ミシガン州立大学の学生雇用研究所(CERI)が毎年発表しているこのランキングは、CERIが200近い就職紹介センターを通じて、全米の4,730を超える雇用主から得た初年度の年収データを基に作成したもの。調査結果には、フルタイム、インターンシップおよびコープ(Co-ops、産学連携型のインターンシップ)の労働形態の求人を行っている雇用主の回答が含まれる。

その結果、初年度の稼ぎが最も多い専攻(学士号)は化学工学で、平均年収6万3,389ドル(約651万円)だと判明。2位はコンピューターエンジニアリング、3位が電子工学となった。

CERIによれば、昨年のランキングでは電子工学が”稼げる専攻分野”の首位で、初年度の平均年収は5万7,000ドル(約585万円)。その後にコンピューターエンジニアリング、機械工学が続き、化学工学は6位だった。

ランキング上位の専攻分野を学んでいる学生にとって今回の結果は朗報だ。ではランキング下位の専攻分野は何だろうか。CERIの報告によれば、ワースト3は心理学(初年度の平均年収3万6,327ドル/約373万円)、広報(3万6,235ドル/約372万円)と広告(3万5,733ドル/約367万円)だった。

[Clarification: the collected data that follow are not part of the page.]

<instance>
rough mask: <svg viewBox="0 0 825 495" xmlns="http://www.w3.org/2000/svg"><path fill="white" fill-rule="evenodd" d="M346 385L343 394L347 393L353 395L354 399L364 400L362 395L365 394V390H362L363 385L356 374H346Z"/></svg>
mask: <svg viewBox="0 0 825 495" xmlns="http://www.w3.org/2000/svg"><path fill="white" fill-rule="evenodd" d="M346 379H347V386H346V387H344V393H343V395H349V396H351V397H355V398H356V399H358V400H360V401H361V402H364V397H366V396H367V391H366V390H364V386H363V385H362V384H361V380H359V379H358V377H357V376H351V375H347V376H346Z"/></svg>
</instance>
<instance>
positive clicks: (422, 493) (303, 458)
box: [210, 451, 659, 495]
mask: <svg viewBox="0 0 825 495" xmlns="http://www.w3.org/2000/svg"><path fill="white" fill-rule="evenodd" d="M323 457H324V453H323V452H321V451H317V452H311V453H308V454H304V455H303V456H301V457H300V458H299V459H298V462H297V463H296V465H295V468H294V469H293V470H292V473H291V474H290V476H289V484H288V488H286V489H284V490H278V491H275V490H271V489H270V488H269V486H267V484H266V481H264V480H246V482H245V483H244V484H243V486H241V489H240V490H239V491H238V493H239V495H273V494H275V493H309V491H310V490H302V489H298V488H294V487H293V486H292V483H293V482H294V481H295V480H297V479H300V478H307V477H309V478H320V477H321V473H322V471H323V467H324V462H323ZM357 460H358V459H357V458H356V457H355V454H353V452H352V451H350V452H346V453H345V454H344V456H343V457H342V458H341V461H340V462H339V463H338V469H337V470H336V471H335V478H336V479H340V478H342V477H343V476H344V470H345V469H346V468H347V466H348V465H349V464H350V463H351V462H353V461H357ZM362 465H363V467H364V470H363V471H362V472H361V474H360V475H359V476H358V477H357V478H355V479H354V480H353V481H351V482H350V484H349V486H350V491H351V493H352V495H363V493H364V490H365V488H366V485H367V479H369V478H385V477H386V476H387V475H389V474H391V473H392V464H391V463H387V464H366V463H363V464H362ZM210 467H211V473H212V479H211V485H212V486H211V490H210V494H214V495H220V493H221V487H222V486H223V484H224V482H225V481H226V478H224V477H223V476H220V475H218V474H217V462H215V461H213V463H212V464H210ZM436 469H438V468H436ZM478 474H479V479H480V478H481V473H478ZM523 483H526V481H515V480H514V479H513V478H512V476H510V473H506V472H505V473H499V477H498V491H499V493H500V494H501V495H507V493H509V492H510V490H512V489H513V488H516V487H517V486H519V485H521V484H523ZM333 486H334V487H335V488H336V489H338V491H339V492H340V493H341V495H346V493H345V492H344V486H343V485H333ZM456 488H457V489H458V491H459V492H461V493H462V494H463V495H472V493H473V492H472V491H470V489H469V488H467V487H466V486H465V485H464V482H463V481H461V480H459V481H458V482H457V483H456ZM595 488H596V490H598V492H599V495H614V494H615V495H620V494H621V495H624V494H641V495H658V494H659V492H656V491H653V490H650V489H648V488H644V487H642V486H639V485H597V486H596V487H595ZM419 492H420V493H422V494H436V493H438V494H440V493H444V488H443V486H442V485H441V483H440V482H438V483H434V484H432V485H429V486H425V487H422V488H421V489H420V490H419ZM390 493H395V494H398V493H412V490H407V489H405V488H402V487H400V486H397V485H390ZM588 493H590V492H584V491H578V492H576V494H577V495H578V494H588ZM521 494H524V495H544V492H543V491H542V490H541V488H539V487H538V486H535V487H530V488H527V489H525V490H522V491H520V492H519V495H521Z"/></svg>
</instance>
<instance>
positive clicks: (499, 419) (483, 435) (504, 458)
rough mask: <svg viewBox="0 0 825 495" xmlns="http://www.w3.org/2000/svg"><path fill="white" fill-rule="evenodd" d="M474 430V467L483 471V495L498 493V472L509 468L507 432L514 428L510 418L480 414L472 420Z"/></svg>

修士号の専攻分野では、工学が初年度の平均年収6万8,000ドル以上と最も高い収入につながり、その次がコンピューターサイエンスとIT(6万7,735ドル)、MBA(6万2,345ドル)だった。

博士号の専攻分野では、工学とコンピューターサイエンスが初年度の平均年収7万6,702ドルでトップ、2位に物理化学・生物化学(6万3,809ドル)、3位にビジネス(6万2,454ドル)が続いた。

またCERIの調査によれば、雇用主の61%は給与を2015年と同水準に維持する意向。39%は2〜5%の引き上げを予定しており、15%は10%以上の引き上げを予定している。

新卒の若者への初任給を引き上げると回答した雇用主は39%と、2015年から4.7%増加。2008年と2009年の景気後退以降、こうした企業は徐々に増加の傾向にあるが、それでも景気後退前の水準には回復していない。2008年には、新卒従業員の給与を前年から引き上げる意向を示した企業は53%に達していた。